Ce matin, lever à 5h30 ; pas vraiment par goût, un peu par devoir : m’associer à ma communauté, à ses prêtres, dans cette décision baroque d’une vigile de l’aube au plein soleil. Combien serons-nous à honorer ainsi le couvre-feu ? 40 peut-être. Je me sens chagrin.

Il fait 2°c dehors, pas âme qui vive, pas de voiture. Je m’arrête un instant pour respirer l’air frais et vivifiant. Ciel dégagé, la lune, au dernier quartier dans le sagittaire, me sourit entre deux immeubles. Je me détends. Je réalise que, moi aussi, je cours vers le tombeau ; comme Marie-Madeleine, puis Pierre et Jean. Ma marche reprend, plus rapide, plus intentionnée.

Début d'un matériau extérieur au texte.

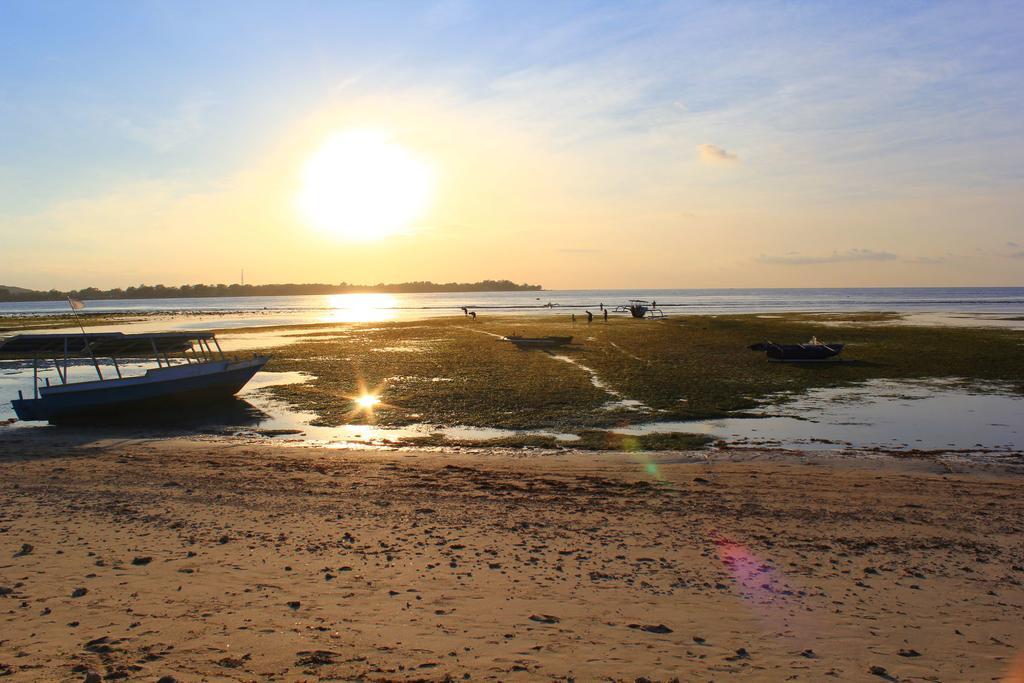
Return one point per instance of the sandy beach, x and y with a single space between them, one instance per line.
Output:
227 560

L’église est pleine et obscure, mais de la foule émerge une chaleur souriante et communicative. Comme c’est bon d’être là ! Et comme est puissant ce rituel qui assure la continuité entre la vie des prophètes et celle de Jésus. Et quel diamant d’émotion que ce baptême au cœur de la nuit.

A mesure que se déploie la célébration, le levant s’harmonise avec le vide lumineux du Tombeau, celui de l’Espérance pour tous les humains. Nous sortons sous un soleil radieux, achevant notre parcours de l’ombre à la lumière.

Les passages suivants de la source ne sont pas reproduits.